Page MenuHomePhabricator

Do performance testing of a big Hadoop Table hosted by Ceph
Open, HighPublic

Description

Update Feb 2026

We are still working towards enabling this functionality, before being able to validate the performance characterisitics.
This is the bare minimum that we believe we will need, in order to be able to get hive databases backed by Ceph/S3.

Then we will be able to create a table on Ceph/S3 with:

create external table blah (whatever) location 's3a://rgw.eqiad.dpe.anycast.wmnet/mybucket'

...and it should work.

Original description below

In T381412, we learnt that the eqiad datacenter utilizes core routers to manage all traffic between the Hadoop HDFS nodes and the Presto nodes. Things got ugly when we attempted to read ~40TB of data.

We now have a Ceph cluster that we have discussed could be used to offload some data away from HDFS. But presumably, this new Ceph cluster is also one core router away from HDFS, and thus any and all data read or write will have to go thru a core router for any job, that is, not only Presto, but any Spark job, which is the biggest workload in our Hadoop infrastructure.

@cmooney mentioned in Slack that eqiad will eventually switch its network topology away from a core router design, but this work may be ~24 months away.

In this task, we want to test the performance and reliability of the current architecture by:

  • Running a similarly big query as in T381412 via Spark on a table hosted in Ceph, and see what happens.
  • Running a smaller query, say, ~5TB, and see what happens.
  • Gather info, and inform future network topology changes for the analytics side of things.

Event Timeline

Let's try that.

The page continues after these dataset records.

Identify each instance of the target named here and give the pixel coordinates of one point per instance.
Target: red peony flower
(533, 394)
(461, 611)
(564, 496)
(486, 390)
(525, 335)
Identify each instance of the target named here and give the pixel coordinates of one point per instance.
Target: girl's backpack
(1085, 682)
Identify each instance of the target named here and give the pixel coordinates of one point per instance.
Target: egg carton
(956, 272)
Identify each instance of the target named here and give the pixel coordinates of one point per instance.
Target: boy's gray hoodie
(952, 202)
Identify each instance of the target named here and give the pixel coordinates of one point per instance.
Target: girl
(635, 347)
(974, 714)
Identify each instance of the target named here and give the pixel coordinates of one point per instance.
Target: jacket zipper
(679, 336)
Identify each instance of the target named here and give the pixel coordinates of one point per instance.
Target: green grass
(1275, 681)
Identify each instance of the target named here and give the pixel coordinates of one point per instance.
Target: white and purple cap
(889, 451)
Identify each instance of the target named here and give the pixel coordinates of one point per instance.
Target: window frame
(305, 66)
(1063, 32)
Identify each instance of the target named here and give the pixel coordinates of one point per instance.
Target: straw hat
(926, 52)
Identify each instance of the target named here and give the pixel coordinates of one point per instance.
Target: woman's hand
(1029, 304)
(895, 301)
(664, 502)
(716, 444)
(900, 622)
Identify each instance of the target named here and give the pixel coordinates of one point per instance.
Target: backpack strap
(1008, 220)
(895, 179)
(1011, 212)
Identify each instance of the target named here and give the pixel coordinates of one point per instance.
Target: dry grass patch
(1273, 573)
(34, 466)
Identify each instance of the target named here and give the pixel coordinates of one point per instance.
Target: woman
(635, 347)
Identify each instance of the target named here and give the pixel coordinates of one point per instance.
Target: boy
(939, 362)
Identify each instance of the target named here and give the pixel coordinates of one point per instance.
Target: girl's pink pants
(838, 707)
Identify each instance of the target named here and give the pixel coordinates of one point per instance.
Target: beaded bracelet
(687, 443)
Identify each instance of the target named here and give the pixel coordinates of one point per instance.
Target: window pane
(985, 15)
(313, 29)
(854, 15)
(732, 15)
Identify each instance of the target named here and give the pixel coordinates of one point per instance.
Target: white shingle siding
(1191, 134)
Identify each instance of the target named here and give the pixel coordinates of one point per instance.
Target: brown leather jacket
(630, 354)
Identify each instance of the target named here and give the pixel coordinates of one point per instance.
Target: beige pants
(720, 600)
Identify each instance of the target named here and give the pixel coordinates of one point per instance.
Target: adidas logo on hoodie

The network load is indeed a known impact of decoupling compute and storage in big-data world.

I'm all for this performance testing, but we haven't got any tables hosted by Ceph yet, so we can't run a similarly big query yet.

Getting to the point where we have a hive table that is hosted on an S3 bucket is a necessary first step. We will need at least:

Then we will be able to create a table on Ceph/S3 with:

create external table blah (whatever) location 's3a://rgw.eqiad.dpe.anycast.wmnet/mybucket'

...and it should work.

These are useful pages:
https://www.redhat.com/en/blog/storing-tables-ceph-object-storage
https://www.redhat.com/en/blog/anatomy-s3a-filesystem-client

Gehel triaged this task as Medium priority.Jan 8 2025, 8:33 AM
Gehel moved this task from Incoming to Misc on the Data-Platform-SRE board.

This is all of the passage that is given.